Tagging datasets and bands

GDAL’s data model includes collections of key, value pairs for major classes. In that model, these are “metadata”, but since they don’t have to be just for metadata, these key, value pairs are called “tags” in rasterio.

Reading tags

I’m going to use the rasterio interactive inspector in these examples below.

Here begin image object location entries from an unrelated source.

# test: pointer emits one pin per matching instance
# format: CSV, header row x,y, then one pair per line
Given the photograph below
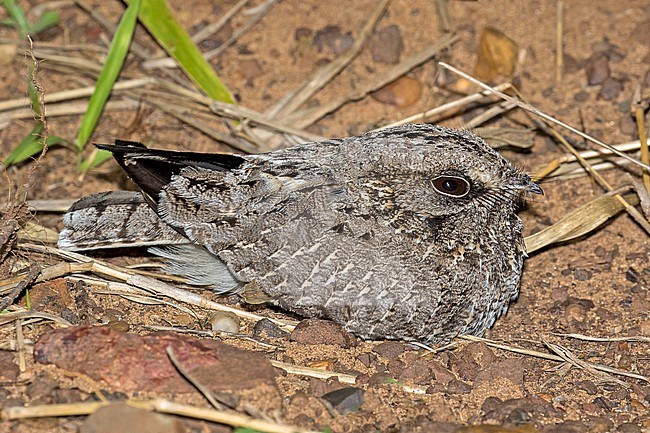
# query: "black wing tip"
x,y
152,169
121,146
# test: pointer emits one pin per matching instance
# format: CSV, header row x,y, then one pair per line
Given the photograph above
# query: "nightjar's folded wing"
x,y
114,219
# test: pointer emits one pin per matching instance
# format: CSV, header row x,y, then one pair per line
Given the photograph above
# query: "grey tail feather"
x,y
199,266
112,220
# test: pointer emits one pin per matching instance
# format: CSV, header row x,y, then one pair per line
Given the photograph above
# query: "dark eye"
x,y
451,185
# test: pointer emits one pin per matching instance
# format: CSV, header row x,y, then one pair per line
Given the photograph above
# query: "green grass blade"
x,y
29,146
158,19
111,70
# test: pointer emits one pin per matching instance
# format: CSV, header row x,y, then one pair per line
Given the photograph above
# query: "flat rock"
x,y
120,417
316,331
129,363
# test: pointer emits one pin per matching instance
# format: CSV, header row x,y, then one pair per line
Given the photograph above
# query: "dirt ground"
x,y
595,286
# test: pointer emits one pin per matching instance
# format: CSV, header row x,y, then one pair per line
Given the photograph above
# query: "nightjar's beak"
x,y
527,184
532,187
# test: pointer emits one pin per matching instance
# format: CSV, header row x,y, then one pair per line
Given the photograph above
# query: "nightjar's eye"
x,y
452,186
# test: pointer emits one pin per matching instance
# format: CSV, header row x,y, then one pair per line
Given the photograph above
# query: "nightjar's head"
x,y
434,172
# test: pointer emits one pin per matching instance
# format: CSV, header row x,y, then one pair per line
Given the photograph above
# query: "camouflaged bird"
x,y
404,233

$ rio insp tests/data/RGB.byte.tif
Rasterio 1.2.0 Interactive Inspector (Python 3.7.8)
Type "src.name", "src.read(1)", or "help(src)" for more information.
>>>

Tags belong to namespaces. To get a copy of a dataset’s tags from the default namespace, call tags() with no arguments.

>>> import rasterio
>>> src = rasterio.open("tests/data/RGB.byte.tif")
>>> src.tags()
{'AREA_OR_POINT': 'Area'}

A dataset’s bands may have tags, too. Here are the tags from the default namespace for the first band, accessed using the positional band index argument of tags().

>>> src.tags(1)['STATISTICS_MEAN']
'29.947726688477'

These are the tags that came with the sample data I’m using to test rasterio. In practice, maintaining stats in the tags can be unreliable as there is no automatic update of the tags when the band’s image data changes.

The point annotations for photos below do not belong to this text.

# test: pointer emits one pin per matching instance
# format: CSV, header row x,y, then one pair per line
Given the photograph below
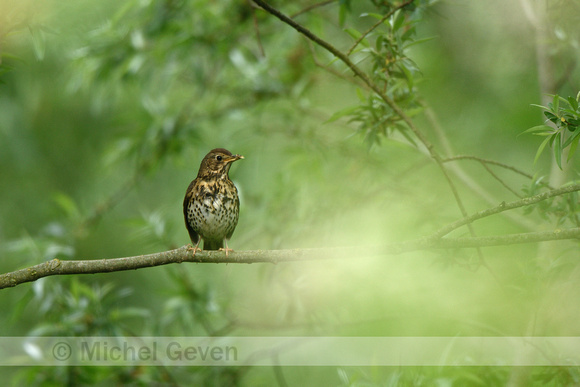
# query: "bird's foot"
x,y
195,249
226,250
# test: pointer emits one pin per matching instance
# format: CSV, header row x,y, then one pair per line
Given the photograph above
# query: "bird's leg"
x,y
226,247
195,248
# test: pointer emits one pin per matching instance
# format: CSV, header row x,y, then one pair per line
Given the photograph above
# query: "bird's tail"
x,y
213,245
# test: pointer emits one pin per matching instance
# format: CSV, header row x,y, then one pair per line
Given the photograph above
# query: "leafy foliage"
x,y
564,115
105,115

The 3 standard, non-default GDAL tag namespaces are ‘SUBDATASETS’, ‘IMAGE_STRUCTURE’, and ‘RPC’. You can get the tags from these namespaces using the ns keyword of tags().

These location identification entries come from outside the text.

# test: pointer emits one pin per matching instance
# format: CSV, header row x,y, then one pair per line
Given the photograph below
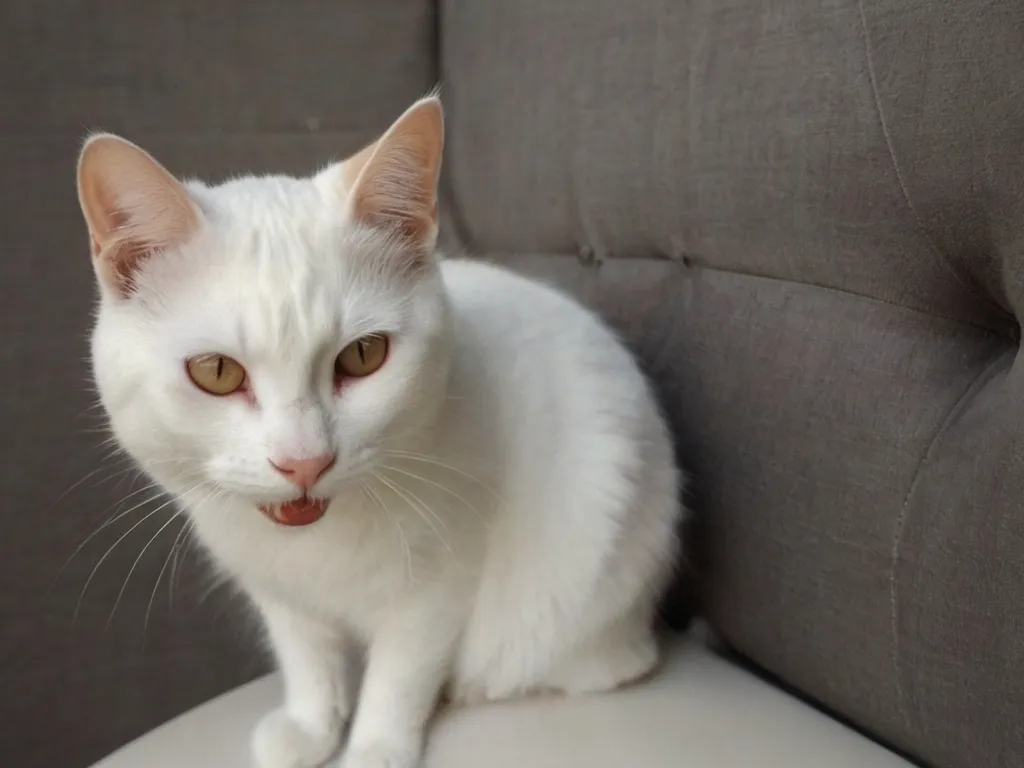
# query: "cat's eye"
x,y
361,357
216,374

>>> src.tags(ns='IMAGE_STRUCTURE')
{'INTERLEAVE': 'PIXEL'}
>>> src.tags(ns='SUBDATASETS')
{}
>>> src.tags(ns='RPC')
{}

A special case for GDAL tag namespaces are those prefixed with ‘xml’ e.g. ‘xml:TRE’ or ‘xml:VRT’. GDAL will treat these namespaces as a single xml string.

Writing tags

You can add new tags to a dataset or band, in the default or another namespace, using the update_tags() method. Unicode tag values, too, at least for TIFF files.

import rasterio

with rasterio.open(
        '/tmp/test.tif',
        'w',
        driver='GTiff',
        count=1,
        dtype=rasterio.uint8,
        width=10,
        height=10) as dst:

    dst.update_tags(a='1', b='2')
    dst.update_tags(1, c=3)
    with pytest.raises(ValueError):
        dst.update_tags(4, d=4)

    # True
    assert dst.tags() == {'a': '1', 'b': '2'}
    # True
    assert dst.tags(1) == {'c': '3' }

    dst.update_tags(ns='rasterio_testing', rus=u'другая строка')
    # True
    assert dst.tags(ns='rasterio_testing') == {'rus': u'другая строка'}

As with image data, tags aren’t written to the file on disk until the dataset is closed.